Dorian Hargrove 10:13 a.m., April 28
Urge Gastropub's Off Duty Foodie Burger
What the hell do I know about burgers—let’s find out!
Between eating, drinking, interviewing, photographing, writing, editing, and posting, it’s natural for a writer to wonder every now and then if there’s anybody listening out there. Fortunately, we have shares, retweets, and web analytics to quell the fear that one’s readership has abandoned them, but the best confirmations come when someone from the outside world drops me a line. One of the most interesting of these instances occurred a few weeks ago when Grant Tondro, the owner of Urge American Gastropub (16761 Bernardo Center Drive, Rancho Bernardo) reached out with an interesting proposition.
That week, he’d read two pieces I’d written describing a pair of subpar experiences at burger restaurants. In one post, I lamented the lack of salt and poor exotic ingredient selections. In the other, it was portion size and a host of other problems. Spurred by these, Tondro asked if I’d like to try my hand at developing a burger recipe on a professional level. His idea was that I cook up something to be billed as the Off Duty Foodie Burger (after my Twitter handle, @offdutyfoodie) that he would run as a one-month special. I like burgers, I like Urge, I like putting myself out there. What was there to think about? I accepted immediately.
So, starting early next week and running the rest of this month, the Off Duty Foodie Burger will be available for $13. In developing it, I tried to pinpoint a theme to center everything around. Figuring I’d knocked a venue for the ingredients they’d utilized to make a Mediterranean burger, I went that route. It’s only fair after all.
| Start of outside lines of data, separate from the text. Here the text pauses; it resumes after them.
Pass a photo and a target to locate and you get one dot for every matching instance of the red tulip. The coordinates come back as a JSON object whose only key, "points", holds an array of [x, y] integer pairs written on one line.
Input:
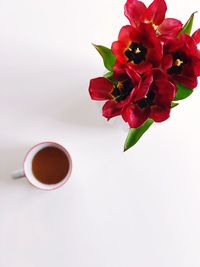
{"points": [[154, 104], [138, 47], [181, 60], [154, 15], [119, 93]]}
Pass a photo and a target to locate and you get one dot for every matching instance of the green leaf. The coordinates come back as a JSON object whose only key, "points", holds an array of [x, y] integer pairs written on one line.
{"points": [[136, 133], [107, 55], [187, 27], [183, 92]]}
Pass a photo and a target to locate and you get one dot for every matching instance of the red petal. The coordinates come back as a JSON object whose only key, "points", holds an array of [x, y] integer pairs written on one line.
{"points": [[190, 44], [156, 12], [170, 28], [196, 36], [135, 116], [167, 62], [140, 68], [100, 89], [159, 114], [118, 50], [188, 81], [126, 33], [133, 10], [111, 109], [143, 88], [165, 92]]}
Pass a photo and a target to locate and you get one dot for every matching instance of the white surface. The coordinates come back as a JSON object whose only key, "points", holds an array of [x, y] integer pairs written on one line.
{"points": [[140, 208]]}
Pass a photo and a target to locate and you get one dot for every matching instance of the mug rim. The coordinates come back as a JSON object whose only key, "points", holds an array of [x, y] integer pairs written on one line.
{"points": [[65, 179]]}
In doing so, I went with a patty that boosts high quality beef with added zest from pork chorizo sausage to guarantee no shortage of flavor or seasoning. Cheese is a must for any burger, and I went with Spanish Manchego, a mild sheep’s milk variety that’s one of my personal favorites.
On the topping front, there are roasted red peppers, romaine lettuce and the same habanero pickle chips I contributed the recipe for in the beer-centric cookbook Brew Food: Great Beer Inspired Appetizers, Main Courses, and Desserts. There's also pacetta that's been glazed with a mixture of honey and mustard, then baked until sweet and crispy. As for condiments, there are two—roasted garlic aioli and a sherry vinegar onion marmalade. All of that’s sandwiched between two toasted hamburger bun halves. No ciabatta, no sourdough, no non-pretzel shaped pretzel bread. Just good old fashioned bread, the way God intended. Oh, and if you want ketchup, you go ahead and have it. I'm proudly pro-choice on that front!
It’s an honor to have one of my recipes available in a restaurant setting for the public to try, and it’s something I didn’t take lightly. A lot of thought went into this burger and it’s my sincere hope that all who try it out enjoy it. And if I may be so bold (it’s how this whole thing came about in the first place, so why start being timid now), allow me to suggest sampling that burger with a fine local craft beer.